姉ちゃんは恐竜

 僕の姉ちゃんはめちゃくちゃ怖い。恐竜みたいである。

 機嫌が悪いと床をどしどし鳴らして僕に八つ当たりに来るし、理由もなく僕の頭をぶつ。思い通りにならなければ甲高い声でキイキイわめき、ごきげんの時でも前触れなくひざ蹴りなどをかましてくる。

 両親はそんな姉ちゃんをかわいいおてんば娘、くらいの気持ちで見ているようだけど、本当ありえないと思う。姉ちゃんにはユノという無駄に女の子らしい名前が付けられているが、僕は心の中で「ユノゴンザウルス」と呼んでいる。

 ユノゴンザウルスは外面がいい。決して外では恐竜にならず、「かわいいユノちゃん」を演じている。そしてユノゴンザウルスは何故かモテる。同級生に「お前の姉ちゃんかわいくて優しそうでいいよなあ」と言われたのは一度や二度ではない。家では恐竜みたいなんだぜ、と教えても僕が恥ずかしがってそう言っているのだと思われてしまう。そのくらい、ユノゴンザウルスの外での振る舞いには隙がないのだ。

「ちょっと聞いてよ、今の彼氏まじ最悪なんだから。わたしと付き合えるだけ幸せに思えよって感じ。あんたもそう思うでしょ?」

 ユノゴンザウルスの歴代の彼氏の愚痴を、僕は嫌になるほど聞かされてきた。やつはいつでも上から目線で、自分を好いてくれている男のことをズタボロに言う。
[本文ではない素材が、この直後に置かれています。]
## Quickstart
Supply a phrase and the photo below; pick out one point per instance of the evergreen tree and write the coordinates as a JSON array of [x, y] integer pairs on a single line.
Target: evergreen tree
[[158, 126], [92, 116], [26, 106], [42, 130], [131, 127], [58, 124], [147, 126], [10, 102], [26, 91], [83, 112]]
そして同調しなければ、僕を物理的にズタボロにする。

「帰らないと親が心配するーだって。マザコンかってのよね」

「相手も姉ちゃんも高校生だし仕方ないんじゃない。それに親に心配かけないようにって優しい人じゃんか」

 僕が中学生の時、一度まともに反論してみたら2週間は消えないあざをすねに作られた。僕はこの時から、ユノゴンザウルスの話にはまず、「そうだね」「確かに」のどちらかで返すことに決めている。それも彼女の機嫌が悪ければ意味がないけれど。

 ユノゴンザウルスはその後も恐竜っぷりをひそませることなく、大人になっていった。もちろん僕も大人になった。僕らは親に、いい歳していつまで家にいるの?と言われても、まだ家から仕事に通う生活をしている。

「あんたたちは仲がいいんだから」

 両親は困った風に言う、でも本当は嬉しいのだろう。そういう時いつも頬が緩んでいるから。だから僕はそういう事にしてやっている。職場から充分近いのに引っ越すのがめんどくさいだけ、だなんてわざわざ言わなくてもいい。

 ユノゴンザウルスは仕事のストレスをしっかり持ち帰る。そして当然のように僕にあたる。今では僕の方が背も高いしガタイだっていいから、ちょっとひざ蹴りされたくらいじゃ大したことはない。彼氏の数もとっくに両手と両足で数えきれないくらいになってきた。この調子じゃ、歳を取っていつか相手にされなくならないと自分の傲慢さには気づかないんだろうな、と僕は思っていた。そんな頃だった。

「姉ちゃんが結婚?」

 両親が浮かれまくって僕にユノゴンザウルスの結婚を伝えてきたのは。

 それからというもの、ユノゴンザウルスはすっかり、なりをひそめた。僕に彼氏や仕事の愚痴を言うことも、殴ることも蹴ることもなくなった。僕を呼ぶ時に「おい」じゃなくて「ねえ」になった。

「姉ちゃん、ほんとに結婚するの」

「するわよ」

「そんな調子でずっと大丈夫なの」

「そんな調子って?」

「やけにおしとやかすぎるっていうか」

 僕がそう言うと、ユノゴンザウルスは「ユノちゃん」の笑顔を僕に向けてきた。これは僕が覚えている限り、始めてのことである。

「今までありがとうね」

 なんだか落ち着かない。なんか気持ち悪い。ありがとうなんて、こいつ熱があるんじゃないか。

 僕は訊いた。

「旦那さんになる人は姉ちゃんの愚痴とか聞いたり、殴られたりしてくれるの」

「好きな人にそんな姿見せられるわけないでしょ」

「じゃあ、これからむかついた時はどうするのさ」

 ユノゴンザウルスは考えるように目線をあげた。しばらくして、僕の顔を見る。

「仕方ないから我慢するわ」

 想定外の答えに僕はびっくりして言葉をなくした。ユノゴンザウルスの決意は本物らしい。

「……結婚って女を変えるんだね」

 やがて僕がしみじみと言うと、何が面白いのか大笑いされてごく軽く、頭をこづかれた。

 ユノゴンザウルスは完全に封印された。

 こづかれた頭をさすりながら僕は、ちょっと物足りないかなあなんて思った。